From the CEPA Center they estimated that the fiscal impact would be “Between US $ 1,200 and 1,400 million, or 0.19–0.22 % of GDP”. Without official estimates, even on the fiscal impact, these calculations are based on the statements of the president who promised that the withholdings to the vaccine and avian would go from 6.75% to 5%. The withholdings to the soy would drop to 26% of 33%and its by -products will go from 31% to 24.5%. The withholdings al corn and sorghum would go from 12% to 9.5%; Sunflower, 7.5% to 5.5%.

The ads were received with applause in La Rural, and also in the “markets” that operated with rises in bonds and actions at the beginning of the week. Although they occurred after record settlement in the month of June, calculated US $ 9,121 million according to the BCRA exchange blaance, in the face of the possibility of a rise in them.

Milei and Caputo continue to repeat that “there is no money”, and under that excuse They intend to veto the increase to retirement approved weeks ago in the Senate. However, a report by the Congress Office of Congress (OPC) calculated that The fiscal impact of the rise to retirement (7.2%) is 0.2% of GDP, in the period from August to December 2025. Among the retirees and retirees who charge poverty assets, the Government chooses to benefit the dominant classes, the Agropower.

Greetings between Nicolás Pino, president of Mrs. and Javier Milei.

Fiscal chainsaw: benefit for few and adjustment for many

The government boasts of defending fiscal balance at all costs, but the chainsaw can yield according to political convenience. As now with the agrarian employers, although from the government they say they want to boost production for the next campaign, what is clear is that they seek the political support of this sector in the middle of the electoral career.

Some analysts argue that the current fiscal surplus gives the government a difference with respect to the fiscal goal with the IMF (1.3 % of GDP) with which this decline of retentions could be financed. This amount could also be used to finance the rise in retirement and pensions, they do not do it because they choose to benefit the patronage of the field. The same sectors that subfacture exports, and that have historically demanded the elimination of withholdings and a devaluation to increase their profitability. A measure such as the state monopoly of foreign trade could end these maneuvers of a handful of companies that control the country’s agro -export complex.

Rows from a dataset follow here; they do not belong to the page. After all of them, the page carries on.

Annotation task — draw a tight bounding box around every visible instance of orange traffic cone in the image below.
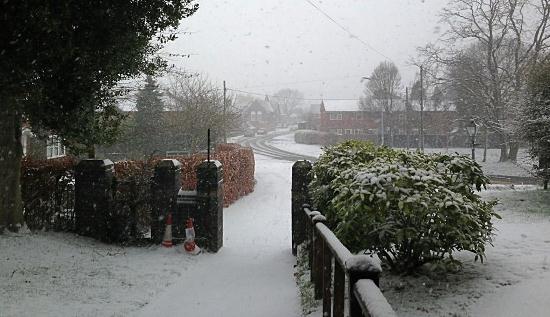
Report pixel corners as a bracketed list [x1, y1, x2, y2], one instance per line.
[183, 218, 201, 255]
[162, 213, 173, 248]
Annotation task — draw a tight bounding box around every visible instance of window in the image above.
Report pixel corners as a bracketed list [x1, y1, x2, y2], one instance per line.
[46, 136, 65, 159]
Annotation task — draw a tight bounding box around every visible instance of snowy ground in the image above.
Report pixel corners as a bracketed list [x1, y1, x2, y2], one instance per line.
[270, 133, 533, 177]
[0, 157, 300, 317]
[381, 188, 550, 317]
[0, 139, 550, 317]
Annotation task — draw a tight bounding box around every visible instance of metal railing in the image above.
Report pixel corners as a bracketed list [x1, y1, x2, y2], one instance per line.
[298, 205, 396, 317]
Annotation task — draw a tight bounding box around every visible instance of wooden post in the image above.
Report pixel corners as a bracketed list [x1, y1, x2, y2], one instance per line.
[346, 255, 382, 317]
[291, 161, 311, 255]
[332, 260, 346, 317]
[311, 212, 325, 299]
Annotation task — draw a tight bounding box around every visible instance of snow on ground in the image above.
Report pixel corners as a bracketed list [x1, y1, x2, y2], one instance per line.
[0, 156, 300, 317]
[0, 135, 550, 317]
[381, 188, 550, 317]
[270, 133, 533, 177]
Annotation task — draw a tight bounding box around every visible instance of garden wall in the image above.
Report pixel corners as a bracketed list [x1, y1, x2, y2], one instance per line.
[21, 144, 255, 237]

He Milei and Caputo model continues to show that its objective is to generate businesses for friends, deepen the looting of strategic resources at the cost of applying a brutal adjustment on social majorities. Without dollars in reserves, and with a currency exit that increases with the exchange delay, the government needs the arrival of the new IMF disbursement to calm the exchange tension. The external debt being a main way of departure of dollars, face the adjustment plan of the Milei government, businessmen and IMF implies the Sovereign ignorance of it.